Nearby, another climbing toy has a replica Cessna Citation jet complete with pilot and passenger seats. The playground also has a control tower and access to that 40-foot climbable rocket, designed to evoke the rocket that kids used to play in at Riverside Park. This one is fitted with a daring, twisty exit slide.
And speaking of slides, on the edge of the aviation playground is a feature called Slide Hill. It includes six slides of different heights and steepness that require different levels of daring. Some will be more inviting to tiny kids while others will attract older, braver sliders.
The playscape will also have a zip line that will feature two side-by-side lines.
The final stop in the playground is Bison Hill, which includes the big creature that’s also been visible from First Street. He’s 20-feet tall, and visitors can climb up inside of him to play. At his base are tents, canoes and a pretend campfire.
Smith said that designers intentionally situated the bison and the rocket so that they’d serve as ambassadors who could quietly entice passing drivers.
“If you remember, we used to have an electric sign here,” he said, pointing to the hill where the rocket resides and the buffalo grazes. “For various reasons, I’m not a big fan of electric signs. For me, I think these will do.”
More to explore
Adventure Playscape will keep the same hours as Exploration Place: 10 a.m. to 5 p.m. every day but Thursday, when the museum is open from 10 a.m. to 8 p.m. But during spring break, the play area will stay open until 8 p.m. each night. It’ll also keep later hours during the summer.
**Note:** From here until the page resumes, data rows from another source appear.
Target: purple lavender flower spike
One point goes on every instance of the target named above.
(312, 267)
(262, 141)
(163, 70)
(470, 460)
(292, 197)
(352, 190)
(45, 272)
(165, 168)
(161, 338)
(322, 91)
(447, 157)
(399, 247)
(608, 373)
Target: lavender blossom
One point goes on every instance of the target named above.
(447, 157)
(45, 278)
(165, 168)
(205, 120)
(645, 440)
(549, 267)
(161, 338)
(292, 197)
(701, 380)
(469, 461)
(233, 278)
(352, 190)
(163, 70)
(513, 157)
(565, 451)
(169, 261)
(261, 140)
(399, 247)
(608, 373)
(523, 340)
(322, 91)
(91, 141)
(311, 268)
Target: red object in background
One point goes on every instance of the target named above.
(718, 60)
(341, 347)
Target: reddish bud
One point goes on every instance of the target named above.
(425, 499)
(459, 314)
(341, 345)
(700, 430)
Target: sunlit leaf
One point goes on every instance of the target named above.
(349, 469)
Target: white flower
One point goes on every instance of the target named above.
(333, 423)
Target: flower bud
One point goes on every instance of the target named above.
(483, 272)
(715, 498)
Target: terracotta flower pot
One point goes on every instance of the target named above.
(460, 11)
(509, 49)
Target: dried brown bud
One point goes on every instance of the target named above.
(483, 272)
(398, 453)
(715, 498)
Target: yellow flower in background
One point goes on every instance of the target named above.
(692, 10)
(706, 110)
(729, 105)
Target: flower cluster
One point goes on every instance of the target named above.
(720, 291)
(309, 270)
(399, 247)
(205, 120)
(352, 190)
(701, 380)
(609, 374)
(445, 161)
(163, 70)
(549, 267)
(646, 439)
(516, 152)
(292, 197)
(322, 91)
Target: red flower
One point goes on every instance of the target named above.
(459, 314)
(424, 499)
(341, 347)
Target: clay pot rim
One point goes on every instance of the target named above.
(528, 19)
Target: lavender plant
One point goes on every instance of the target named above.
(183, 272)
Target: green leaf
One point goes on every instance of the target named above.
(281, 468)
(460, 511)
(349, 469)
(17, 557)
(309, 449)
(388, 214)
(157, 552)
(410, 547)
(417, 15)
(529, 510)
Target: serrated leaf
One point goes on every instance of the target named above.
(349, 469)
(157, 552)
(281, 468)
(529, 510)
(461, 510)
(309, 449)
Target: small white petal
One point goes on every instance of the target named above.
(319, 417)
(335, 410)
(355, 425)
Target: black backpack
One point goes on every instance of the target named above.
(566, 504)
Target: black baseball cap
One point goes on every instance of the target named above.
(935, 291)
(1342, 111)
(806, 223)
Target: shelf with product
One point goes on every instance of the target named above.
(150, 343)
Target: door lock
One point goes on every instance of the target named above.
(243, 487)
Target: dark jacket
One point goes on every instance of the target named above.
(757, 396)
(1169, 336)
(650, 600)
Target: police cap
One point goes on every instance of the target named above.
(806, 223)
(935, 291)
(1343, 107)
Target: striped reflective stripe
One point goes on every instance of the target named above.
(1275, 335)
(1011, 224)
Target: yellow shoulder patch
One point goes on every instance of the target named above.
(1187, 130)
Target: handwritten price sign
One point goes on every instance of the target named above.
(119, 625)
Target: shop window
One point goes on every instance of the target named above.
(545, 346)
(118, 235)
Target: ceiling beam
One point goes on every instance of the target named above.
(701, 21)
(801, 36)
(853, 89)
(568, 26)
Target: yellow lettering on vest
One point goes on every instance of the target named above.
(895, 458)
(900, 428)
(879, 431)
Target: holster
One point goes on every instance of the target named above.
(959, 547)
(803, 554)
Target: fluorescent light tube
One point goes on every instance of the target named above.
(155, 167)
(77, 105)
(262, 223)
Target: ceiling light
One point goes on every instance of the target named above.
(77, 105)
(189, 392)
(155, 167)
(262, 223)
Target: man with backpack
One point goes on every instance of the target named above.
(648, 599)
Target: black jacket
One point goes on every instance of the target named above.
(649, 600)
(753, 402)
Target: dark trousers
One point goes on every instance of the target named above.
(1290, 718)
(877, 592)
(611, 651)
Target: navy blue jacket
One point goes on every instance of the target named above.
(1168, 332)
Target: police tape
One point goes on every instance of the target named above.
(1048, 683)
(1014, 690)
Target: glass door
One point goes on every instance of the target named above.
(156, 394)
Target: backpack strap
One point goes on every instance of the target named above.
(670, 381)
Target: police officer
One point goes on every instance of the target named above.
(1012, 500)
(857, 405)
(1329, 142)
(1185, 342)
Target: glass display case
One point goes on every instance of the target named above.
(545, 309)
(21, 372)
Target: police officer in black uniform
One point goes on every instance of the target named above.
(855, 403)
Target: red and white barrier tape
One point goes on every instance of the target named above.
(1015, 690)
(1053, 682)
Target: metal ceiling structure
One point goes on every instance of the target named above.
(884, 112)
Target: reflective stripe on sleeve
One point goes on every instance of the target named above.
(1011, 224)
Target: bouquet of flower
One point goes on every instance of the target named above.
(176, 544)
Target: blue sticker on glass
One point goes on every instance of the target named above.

The playground has been designed so that it’s usable after dark as well, Smith said, and the nighttime vibe is pretty special.
Smith said that he’s more than ready to open the doors: People who visit Exploration Place have been able to see the construction as it’s progressed since the June 2024 groundbreaking, and they’ve been itching to be let loose onto the playscape.
“The construction has been the greatest live exhibit,” Smith said.
The finished product features the latest in playground safety, he said. Most of the play areas are covered in bouncy, squishy poured-in-place rubber, and the playground was designed with the help of safety experts. Exploration Place also hired a shade consultant who advised how to position playground pieces and build subtle shade structures to keep equipment from getting too hot.
The addition of the playscape will fundamentally change Exploration Place, but for the better, Smith said. Exploration Place recently added 24-hour security to protect their playscape investment, and Smith has had to hire a grounds crew for the first time in his six years as museum director. Those workers will not only attend to the 288 newly planted trees and 40,000 plants but also keep the playscape maintained.
“One of my pledges, to our donors and to our community, is we’re not just going to build it and let it deteriorate like parks sometimes do,” he said. “We’re going to build it, and we’re going to look after it and keep it beautiful forever.”